« On apprend de ses erreurs », pensait le philosophe Gaston Bachelard. Cette maxime semble pourtant ne pas s’appliquer à l’Histoire, ni à notre époque. Comme une piqûre de rappel, La Muette de Valérie Villieu et Simon Géliot tombe à point nommé.

Il ne s’agit pas de comparer les horreurs de l’histoire, mais bien de toutes les éviter. Pour cela, chaque responsable politique devrait lire attentivement cette œuvre poignante de Valérie Villieu (scénario) et Simon Géliot (dessin), qui nous plonge dans l’une des périodes les plus sombres de l’humanité : au camp de Drancy, entre 1941 et 1944.

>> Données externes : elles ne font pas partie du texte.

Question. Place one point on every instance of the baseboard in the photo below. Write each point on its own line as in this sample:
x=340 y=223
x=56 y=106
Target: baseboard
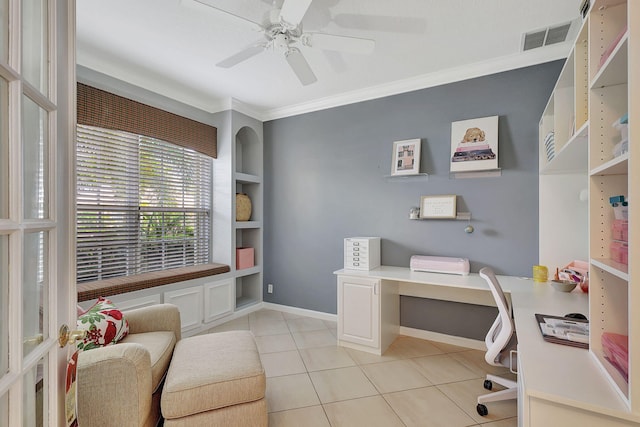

Le 20 août 1941, la police française se prépare à arrêter 5 000 habitants du 11e arrondissement de Paris, tous de confession juive. Quelques jours plus tard, 4 230 hommes sont internés dans la cité de La Muette à Drancy, dans des conditions inhumaines, orchestrées par des sadiques et des assassins, allemands comme français. Durant trois années, 67 000 hommes, femmes et enfants en partance pour les camps de la mort y seront humiliés, parfois torturés.

Parmi eux : Béno, Nissim, Jean, Chil, Chana… sur lesquels les auteurs braquent leur projecteur, pour rappeler qu’un chiffre n’est pas juste qu’un chiffre. Il représente des individus – bourgeois ou ouvriers, venus de tous horizons – qui vivaient à l’image du reste de la population. Que sont-ils devenus ? Le récit ne le dit pas. Il se concentre uniquement sur la vie dans le camp : son organisation, son évolution et le quotidien des internés. Les auteurs nous privent volontairement de ce qui se joue à l’extérieur pour mieux nous immerger dans ce cauchemar, magnifié par le trait stylisé de Simon Géliot, à la fois vif et tranchant. Un ouvrage à mettre entre toutes les mains, pour que jamais pareille horreur ne se reproduise, quel que soit le camp.
La Muette. Drancy, un camp aux portes de Paris – Scénario : Valérie Villieu – Dessin : Simon Géliot – Pages : 304 – Prix : 32,00 € – Editeur : La Boîte à Bulles.